From Wall Street to street corner

After the economic crisis renders him jobless, a business analyst auctions off his "gay virginity."

Published October 3, 2008 10:20PM (EDT)

It was only a matter of time before two of America's latest and greatest cultural obsessions -- the economic crisis and virginity auctions -- collided. Broadsheet has already covered the latter extensively, but the latest auction is different enough from the others to raise my eyebrows. For one thing, the virgin in question is a 27-year-old heterosexual man who's offering up what he calls his "gay virginity." For another, he claims to be a former "Business Analyst at a big 5 investment bank on Wall Street" who lost his job as a result of our country's recent financial turmoil.

On the one hand, it's a lazy comedian's dream, a veritable jackpot of "these crazy times" schadenfreude humor. (He has spent his career screwing over the American public -- let's see how it feels now that he's the one getting screwed! Yuk yuk yuk!) But it also highlights what's wrong with virginity auctions and raises some new questions, too. For instance, what is "gay virginity," anyway? For the ex-Wall Streeter, it's "the ideal handjob/blowjob combination" but "no anal activity of any kind." Does that count? Is "gay virginity" nothing more than whatever the buyer and seller agree it is? Heterosexual virginity loss appears less complicated -- intercourse, preferably with ritual tearing of the hymen -- but isn't. For instance, do you lose your virginity at initial penetration or after the act's completion? And what if, as is common, you don't have a hymen left to tear by the time you sell your innocence to the highest bidder? When we get into these kinds of specifics, the absurdity of these auctions becomes even clearer. You can't "sell" your virginity because it isn't a commodity to be transferred from one party to another; it's an idea, and a vague one at that.

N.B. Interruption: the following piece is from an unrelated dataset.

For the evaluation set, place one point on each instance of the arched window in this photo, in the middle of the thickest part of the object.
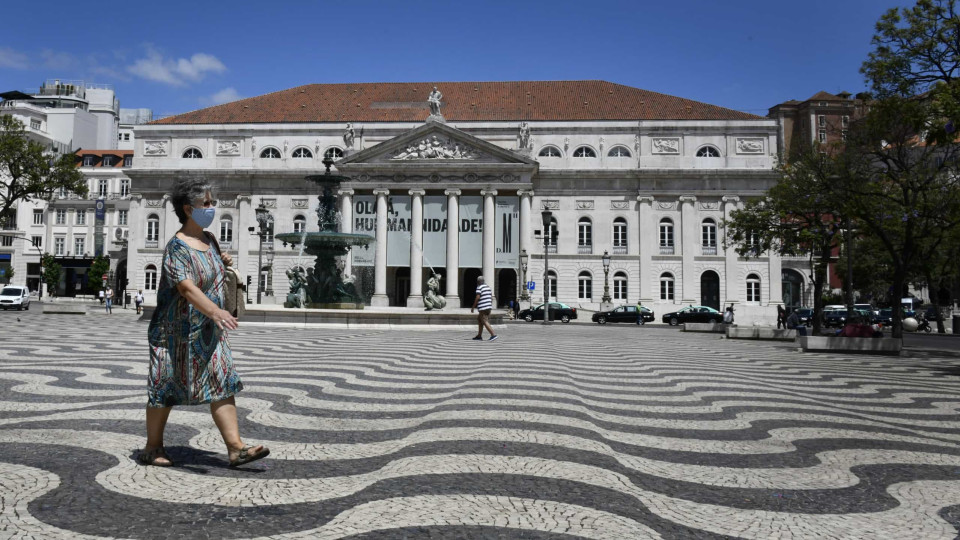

There are other interesting things to note here. Unlike the female, er, entrepreneurs, the analyst is so embarrassed at what he's doing that he'll send his photo only to the highest bidders. (If he thinks the sore losers will keep his secret, I fear he's got another thing coming.) And because the seller in question is heterosexual, the scenario he proposes plays into another coveted fantasy -- gay sex with a straight man.

But the most impressive and unexpected aspect of this entire stunt is that the virginity auction Web site houses the most honest and humble denunciation of banking excess I've seen yet from someone on the inside. "In the last 3 years during my employment I have lived like an absolute idiot," writes the analyst, "spending money that I didn't have in order to impress the front office brokers that I worked with and who held the keys to big bonuses." I don't particularly need to see any other bankers peddling virginity of any kind, but I certainly wouldn't mind seeing a few more mea culpas out there.


By Judy Berman

Judy Berman is a writer and editor in Brooklyn. She is a regular contributor to Salon's Broadsheet.